CityStats: First table output working; many hurdles
Posted by mholmes on 09 Dec 2008 in Activity log
Spent the whole day on this, and I've got as far as making the new D-Table output. The other data is also being calculated, but not output yet. Here are some of the annoyances and hurdles:
- Temporary tables in MySQL cannot be addressed twice in one operation, so they're useless for our purposes. Therefore I have to create full tables to do our queries on, and delete them explicitly at the end. This has the useful side-effect, though, that they're still around to be examined if the process dies in the middle.

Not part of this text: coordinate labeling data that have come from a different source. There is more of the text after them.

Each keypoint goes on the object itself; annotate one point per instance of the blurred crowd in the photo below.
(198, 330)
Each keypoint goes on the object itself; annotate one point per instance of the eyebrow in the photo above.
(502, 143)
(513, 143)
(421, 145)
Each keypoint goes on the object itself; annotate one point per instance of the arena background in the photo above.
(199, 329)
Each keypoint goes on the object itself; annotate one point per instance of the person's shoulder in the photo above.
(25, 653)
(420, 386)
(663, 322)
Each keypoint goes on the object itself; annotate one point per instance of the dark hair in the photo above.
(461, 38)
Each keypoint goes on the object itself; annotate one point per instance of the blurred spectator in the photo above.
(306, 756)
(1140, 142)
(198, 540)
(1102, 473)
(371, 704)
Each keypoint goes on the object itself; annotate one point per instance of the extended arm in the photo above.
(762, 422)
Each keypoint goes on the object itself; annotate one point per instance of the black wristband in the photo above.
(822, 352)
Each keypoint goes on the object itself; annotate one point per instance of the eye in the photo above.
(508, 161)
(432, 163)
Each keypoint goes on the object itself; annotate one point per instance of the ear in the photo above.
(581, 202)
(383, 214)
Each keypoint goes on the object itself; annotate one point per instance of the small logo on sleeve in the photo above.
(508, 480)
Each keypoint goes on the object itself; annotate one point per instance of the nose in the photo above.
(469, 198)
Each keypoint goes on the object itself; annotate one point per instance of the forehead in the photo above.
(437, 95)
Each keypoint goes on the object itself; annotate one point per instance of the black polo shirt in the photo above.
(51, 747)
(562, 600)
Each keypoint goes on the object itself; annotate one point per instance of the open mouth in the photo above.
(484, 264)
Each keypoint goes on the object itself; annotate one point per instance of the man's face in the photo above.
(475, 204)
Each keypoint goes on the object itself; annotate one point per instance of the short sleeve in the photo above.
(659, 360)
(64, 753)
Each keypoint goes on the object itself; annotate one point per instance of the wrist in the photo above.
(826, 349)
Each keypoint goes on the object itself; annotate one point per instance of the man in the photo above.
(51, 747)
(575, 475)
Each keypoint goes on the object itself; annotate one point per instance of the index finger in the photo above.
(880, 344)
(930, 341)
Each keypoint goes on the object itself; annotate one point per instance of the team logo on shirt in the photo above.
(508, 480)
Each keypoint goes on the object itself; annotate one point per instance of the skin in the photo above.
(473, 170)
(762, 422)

- It turns out that my original plan for calculating values on a much-reduced table consisting only of those ethnicities we're grouping will not really work; the other ethnicities need to be there, so that total values can be calculated involving tracts when there may not be any residents from one of our groupings in that tract. Therefore the temporary table construction process is much more complicated than I thought, involving a union of the summed/grouped tract rows for our grouped ethnicities with all of the rows which are NOT from those ethnicities which are grouped. The resulting tables can be very large, of course, amounting to almost full copies of the original tables, and querying them takes a while, so it then makes sense (and saves a lot of time) to create indexes on them, just as on the regular tables. However, once this is done, the processing speed is considerably enhanced.
- My new calculations, which are based entirely on reconstructed tables which mimic the originals, along with calculation code based on JD's, are showing up results which are basically the same as those in my original complicated D-table calculation, which JS-R thought might be off. We need to look at this. But the fact that I've done the same calculations two completely different ways and gotten the same result suggests that the original might have been right after all.
- The ordering of the D-table cells may not be right yet (either that or the ordering of my original table wasn't right). In the second column group of a two-city result table, the order of row data for the ethnicities is switched around compared to the original table. That shouldn't be too hard to figure out, though.
- Instead of using negative indices for the grouped ethnicities, I've elected instead to start them from 10,000, which is way above the possible limits in the existing data. It makes for easier access and sorting.
Stayed a bit late to get this working, but I'd been out of the office for an hour and a half in the morning, so we're square. I'm really looking forward to getting this finished off in the next few days; the code needs a lot of old and debugging functions removing from it, once I don't need them any more, and then it will be easier to read.